Mr Dodson also criticised National-turned-Liberal Senator Jacinta Nampijinpa Price, who became the Opposition’s face and spokesperson against the Voice referendum during that campaign.
She firmly stated that colonisation had not been bad for Australia and that the impacts of it had not left any lingering effects on First Nations people.
“No, there are no ongoing negative impacts of colonisation,” she said at the time.
Mr Dodson said, “One would have to question their loyalties” if an Indigenous person made such claims as Senator Price did.
“I don’t know how that view could be sustained in the light of the historical truth,” he said.
“If it’s so great and so good to have been colonised, why are we seeing the awful manifestations we see now?

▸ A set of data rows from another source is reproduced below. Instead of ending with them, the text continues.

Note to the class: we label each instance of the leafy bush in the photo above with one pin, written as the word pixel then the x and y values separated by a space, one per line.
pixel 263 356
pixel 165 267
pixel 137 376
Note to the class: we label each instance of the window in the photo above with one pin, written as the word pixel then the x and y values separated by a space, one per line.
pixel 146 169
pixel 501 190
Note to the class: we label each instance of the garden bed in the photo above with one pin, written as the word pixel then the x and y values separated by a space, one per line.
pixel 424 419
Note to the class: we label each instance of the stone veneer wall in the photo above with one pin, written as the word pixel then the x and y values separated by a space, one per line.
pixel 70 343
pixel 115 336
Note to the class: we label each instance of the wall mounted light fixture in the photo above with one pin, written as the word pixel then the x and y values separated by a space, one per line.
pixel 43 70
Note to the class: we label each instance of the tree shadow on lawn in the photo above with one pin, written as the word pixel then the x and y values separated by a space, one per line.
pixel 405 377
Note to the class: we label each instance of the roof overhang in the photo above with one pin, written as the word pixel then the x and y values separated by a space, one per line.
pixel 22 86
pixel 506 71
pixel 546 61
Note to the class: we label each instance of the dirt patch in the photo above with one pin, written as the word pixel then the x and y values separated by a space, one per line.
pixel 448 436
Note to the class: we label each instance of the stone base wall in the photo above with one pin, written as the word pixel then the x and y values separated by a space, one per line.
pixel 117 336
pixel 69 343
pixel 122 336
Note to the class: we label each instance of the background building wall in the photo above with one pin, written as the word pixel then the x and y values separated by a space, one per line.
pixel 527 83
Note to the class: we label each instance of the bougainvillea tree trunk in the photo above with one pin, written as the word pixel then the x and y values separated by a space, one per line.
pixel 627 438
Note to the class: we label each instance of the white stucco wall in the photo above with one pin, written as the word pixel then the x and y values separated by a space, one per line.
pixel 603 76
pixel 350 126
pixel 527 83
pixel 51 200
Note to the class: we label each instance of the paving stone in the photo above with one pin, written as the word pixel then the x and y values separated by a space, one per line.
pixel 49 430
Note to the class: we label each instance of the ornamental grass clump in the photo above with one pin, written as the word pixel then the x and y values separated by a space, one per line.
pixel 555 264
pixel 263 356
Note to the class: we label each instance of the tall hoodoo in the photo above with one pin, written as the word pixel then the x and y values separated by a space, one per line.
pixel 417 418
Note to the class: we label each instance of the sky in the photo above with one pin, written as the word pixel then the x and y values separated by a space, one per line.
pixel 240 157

“Poverty, drug abuse, violence.”
In this week’s 4 Corners program, Liberal frontbencher Andrew Hastie suggested the Coalition went into the 3 May federal election campaign with a misplaced overconfidence due to the Voice referendum result.
The party wrongly thought most of those who had voted against Mr Albanese over the Voice would subsequently also vote against Labor at the federal election.
“People saw that he [Albanese] was prepared to go hard for an idea even if he was going to fail,” Mr Hastie said.
“And I think you can’t quantify that, but … certainly, I think it reflected that people thought he had some convictions.
“He put a referendum, he lost and moved on. But at least people, I think in the end, saw that he was willing to follow through on it.”
Indigenous rights advisor at Amnesty International, Palawa elder Rodney Dillon, said the landmark election result presented a significant opportunity for the nation to unite.
“We were sliding down a way that was trying to split us all apart, and I think that this has turned that around a bit,” he told NITV immediately following the election.
Mr Dodson, a Yawuru man from Broome, was a Labor Senator for Western Australia for seven years until early 2024.
A battle with cancer only allowed him to play a small role in the Voice campaign.
Original Article published by Chris Johnson on Region Canberra.